The invention will now be explained in greater detail with the help of
the following non-limiting examples.
Example-1
An austenitic steel composition was prepared by alloying an austenitic
stainless steel composition with manganese and nitrogen, so that in
the final composition the percentage of materials like carbon, silicon,
phosphorous, sulphur, chromium, molybdenum, copper are
maintained same as that the austenitic stainless steel material but
the composition percentage of manganese is 17% by weight and that
of Nickel is altered to 9.9%. Also nitrogen by 0.3% is added to the
composition.

Example-II
An austenitic steel composition was prepared in which carbon, silicon,
phosphorus, sulphur, chromium, molybdenum, copper are maintained
same as that of the austenitic stainless steel material but the weight
percentage of manganese is altered to 33% and that of Nickel is altered
to 0%. Also Nitrogen is 0.3% and cobalt in 1.9% by weight, is added.

WE CLAIM:
1. An alloy composition for discharge emitting electrode wires,
comprising Phosphorous-0.005% to 0.050% by weight,
Sulphur-.005% to 0.050% by weight, Chromium-5% to 30% by
weight, Silicon-0.1% to 1.0% by weight, Molibdinum-1.0% to
10% by weight, Carbon-0.001% to 0.1% by weight, Copper-
0.25% to 5% by weight and manganese in 15 to 33% by weight,
nickel from 0 to 9.9% by weight, nitrogen in 0.3% by weight and
cobalt in 0 to 1.9% by weight.
2. The alloy composition as claimed in claim 1, wherein
manganese is present in 15 to 17%, nickel in 7 to 9.9%,
nitrogen is present in 0.3% and cobalt is present in 0% by
weight.
3. The alloy composition as claimed in claim 1, wherein
manganese is present in 28 to 33%, nickel in 0.3%, nitrogen in
0.3% and cobalt in 0.5 to 1.9% by weight.

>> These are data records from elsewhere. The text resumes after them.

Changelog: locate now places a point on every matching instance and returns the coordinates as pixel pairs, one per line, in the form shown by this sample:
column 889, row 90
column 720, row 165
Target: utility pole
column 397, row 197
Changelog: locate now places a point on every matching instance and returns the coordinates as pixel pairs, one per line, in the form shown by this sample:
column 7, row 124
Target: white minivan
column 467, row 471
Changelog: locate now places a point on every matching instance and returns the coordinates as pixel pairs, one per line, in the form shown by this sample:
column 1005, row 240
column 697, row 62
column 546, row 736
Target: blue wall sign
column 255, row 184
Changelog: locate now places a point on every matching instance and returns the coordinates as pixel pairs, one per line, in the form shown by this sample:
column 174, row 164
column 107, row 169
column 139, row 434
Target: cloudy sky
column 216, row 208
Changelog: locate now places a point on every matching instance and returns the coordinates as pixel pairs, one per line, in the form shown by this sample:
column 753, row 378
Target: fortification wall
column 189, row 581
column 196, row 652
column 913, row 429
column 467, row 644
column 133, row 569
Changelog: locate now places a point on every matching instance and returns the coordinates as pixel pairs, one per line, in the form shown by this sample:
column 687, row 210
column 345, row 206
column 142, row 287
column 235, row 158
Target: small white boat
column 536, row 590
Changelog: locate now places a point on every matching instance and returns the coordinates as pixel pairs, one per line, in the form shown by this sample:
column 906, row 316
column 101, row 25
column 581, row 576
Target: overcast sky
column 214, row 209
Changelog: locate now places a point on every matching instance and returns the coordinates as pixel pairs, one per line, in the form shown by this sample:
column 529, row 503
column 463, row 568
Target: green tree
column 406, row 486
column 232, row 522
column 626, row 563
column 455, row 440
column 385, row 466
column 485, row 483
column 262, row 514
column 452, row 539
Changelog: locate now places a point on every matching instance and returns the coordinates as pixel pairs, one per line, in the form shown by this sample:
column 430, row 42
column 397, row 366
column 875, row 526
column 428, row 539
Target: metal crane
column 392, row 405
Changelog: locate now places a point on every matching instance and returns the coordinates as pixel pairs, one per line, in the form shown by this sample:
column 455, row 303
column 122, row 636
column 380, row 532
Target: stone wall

An alloy composition For discharge emitting electrode wires, comprising Phosphorous-0.005% to 0.050% by weight, Sulphur- .005% to 0.050% by weight, Chromium-5% to 30% by weight, Silicon-
0.1% to 1.0% by weight, Molibdinum-1.0% to 10% by weight, Carbon- 0.001% to 0.1% by weight, Copper-0.25% to 5% by weight and manganese in 15 to 33% by weight, nickel from 0 to 9.9% by weight, nitrogen in 0.3% by weight and cobalt in 0 to 1.9% by weight.